Sans rire, Loïc Lantoine est bien plus rock and roll que tous ces groupes qui posent et se prennent pour des rebelles parce qu’ils mettent de la distorsion sur leurs guitares. Son inventivité sonore, dans la musique comme dans les mots, est époustouflante. Sa présence scénique est renversante. Lui et son fidèle acolyte (le toujours incroyable François Pierron) s’entourent de plus d’une équipe de musiciens qui change selon les périodes. De ce fait, aucun n’est obligé d’annuler d’autres projets pour la tournée (respect des musiciens) et chacun y trouve plus de plaisir (car ils sont créatifs et ont le goût du risque). Côté public, le concert est un moment véritablement unique et privilégié. Et LL plane au dessus de tout ça avec talent et générosité.
Au jeu des « 1000 bornes », il y a « l’as du volant ». Avec ça, tu n’as jamais d’accident, tu peux tout te permettre. Bertrand Belin, c’est l’as de la guitare. Mais, dieu merci, pas dans le côté démonstratif. Plus Marc Ribot,que Joe Satriani. Sur scène, BB sort des solos hallucinants d’élégance et d’énergie, tout en virevoltant comme un diablotin. Et jamais d’accident ! Il garde dans le jeu une aisance et un phrasé exceptionnel.
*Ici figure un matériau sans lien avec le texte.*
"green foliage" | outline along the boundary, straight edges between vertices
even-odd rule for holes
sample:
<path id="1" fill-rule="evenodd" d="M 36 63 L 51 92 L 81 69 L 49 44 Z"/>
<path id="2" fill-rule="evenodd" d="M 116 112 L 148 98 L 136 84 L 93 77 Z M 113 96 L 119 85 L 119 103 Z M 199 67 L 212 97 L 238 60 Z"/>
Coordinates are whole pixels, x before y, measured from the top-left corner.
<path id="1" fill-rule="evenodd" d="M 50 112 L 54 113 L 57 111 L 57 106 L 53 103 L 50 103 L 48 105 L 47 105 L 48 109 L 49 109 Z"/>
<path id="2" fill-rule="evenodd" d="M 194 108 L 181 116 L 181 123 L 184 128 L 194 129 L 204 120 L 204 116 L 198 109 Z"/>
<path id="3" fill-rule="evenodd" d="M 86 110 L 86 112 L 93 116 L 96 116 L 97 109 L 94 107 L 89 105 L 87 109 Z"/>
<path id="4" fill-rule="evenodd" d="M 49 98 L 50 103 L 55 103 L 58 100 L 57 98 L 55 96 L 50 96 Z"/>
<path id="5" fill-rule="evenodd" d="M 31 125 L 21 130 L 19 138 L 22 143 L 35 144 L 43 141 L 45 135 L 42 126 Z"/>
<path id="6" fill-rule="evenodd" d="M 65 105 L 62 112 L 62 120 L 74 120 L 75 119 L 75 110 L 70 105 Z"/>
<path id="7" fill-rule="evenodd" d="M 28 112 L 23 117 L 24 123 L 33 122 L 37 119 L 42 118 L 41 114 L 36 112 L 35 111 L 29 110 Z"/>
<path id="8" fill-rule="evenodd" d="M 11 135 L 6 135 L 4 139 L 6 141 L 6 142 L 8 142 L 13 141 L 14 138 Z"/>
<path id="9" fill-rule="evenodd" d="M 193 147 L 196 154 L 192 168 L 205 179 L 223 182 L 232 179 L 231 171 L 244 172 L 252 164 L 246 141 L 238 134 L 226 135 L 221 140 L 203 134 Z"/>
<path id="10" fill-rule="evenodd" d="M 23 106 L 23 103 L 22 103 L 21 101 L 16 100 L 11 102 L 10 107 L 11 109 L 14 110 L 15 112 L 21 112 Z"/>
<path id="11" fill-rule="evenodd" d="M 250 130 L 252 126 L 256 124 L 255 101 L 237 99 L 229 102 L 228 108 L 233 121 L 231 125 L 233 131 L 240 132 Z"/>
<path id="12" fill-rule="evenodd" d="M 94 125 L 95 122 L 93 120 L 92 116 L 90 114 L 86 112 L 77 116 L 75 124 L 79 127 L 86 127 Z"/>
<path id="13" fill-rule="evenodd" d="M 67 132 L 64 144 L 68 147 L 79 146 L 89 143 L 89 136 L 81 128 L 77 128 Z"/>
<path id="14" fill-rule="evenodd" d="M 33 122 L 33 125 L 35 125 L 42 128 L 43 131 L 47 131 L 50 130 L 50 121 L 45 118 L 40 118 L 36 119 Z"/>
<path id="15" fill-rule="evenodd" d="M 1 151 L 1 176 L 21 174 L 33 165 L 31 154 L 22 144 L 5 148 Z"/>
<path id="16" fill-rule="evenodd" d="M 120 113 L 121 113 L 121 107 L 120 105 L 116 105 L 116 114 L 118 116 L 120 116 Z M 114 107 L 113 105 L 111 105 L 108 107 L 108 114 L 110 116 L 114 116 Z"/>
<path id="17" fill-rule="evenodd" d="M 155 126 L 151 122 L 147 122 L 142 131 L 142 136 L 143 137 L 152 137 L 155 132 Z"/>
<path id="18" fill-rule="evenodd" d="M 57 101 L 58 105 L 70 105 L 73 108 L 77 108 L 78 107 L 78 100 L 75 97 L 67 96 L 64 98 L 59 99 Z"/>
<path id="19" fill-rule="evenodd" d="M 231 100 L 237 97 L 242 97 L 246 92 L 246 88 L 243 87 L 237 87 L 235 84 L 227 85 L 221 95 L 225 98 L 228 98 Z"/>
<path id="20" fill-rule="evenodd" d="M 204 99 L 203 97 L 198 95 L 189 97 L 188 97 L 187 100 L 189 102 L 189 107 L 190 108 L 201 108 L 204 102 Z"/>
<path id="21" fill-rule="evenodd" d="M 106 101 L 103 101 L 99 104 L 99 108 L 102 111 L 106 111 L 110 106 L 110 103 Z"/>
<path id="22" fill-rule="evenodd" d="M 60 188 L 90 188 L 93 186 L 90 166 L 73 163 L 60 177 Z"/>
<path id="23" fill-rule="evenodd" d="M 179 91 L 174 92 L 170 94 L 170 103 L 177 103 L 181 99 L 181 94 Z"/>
Mais le réduire à ses qualités de guitariste serait lui faire injure car tout le reste est du même acabit : les compositions, les textes, le chant, les arrangements, le groupe… tout est dans la finesse, la justesse. Enfin je suis jaloux, quoi !
Donc, ils ont la grande classe. Ils sont magnifiques quand tant d’autres sont pathétiques. Et c’est aussi parce qu’ils sont drôles, parce qu’ils ne se prennent pas au sérieux, et ça aussi, ça fait du plaisir.
Pour info, LL c’était au Confort Moderne à Poitiers (une salle à la programmation imparable) et BB, c’était au Café de la Danse à Paris.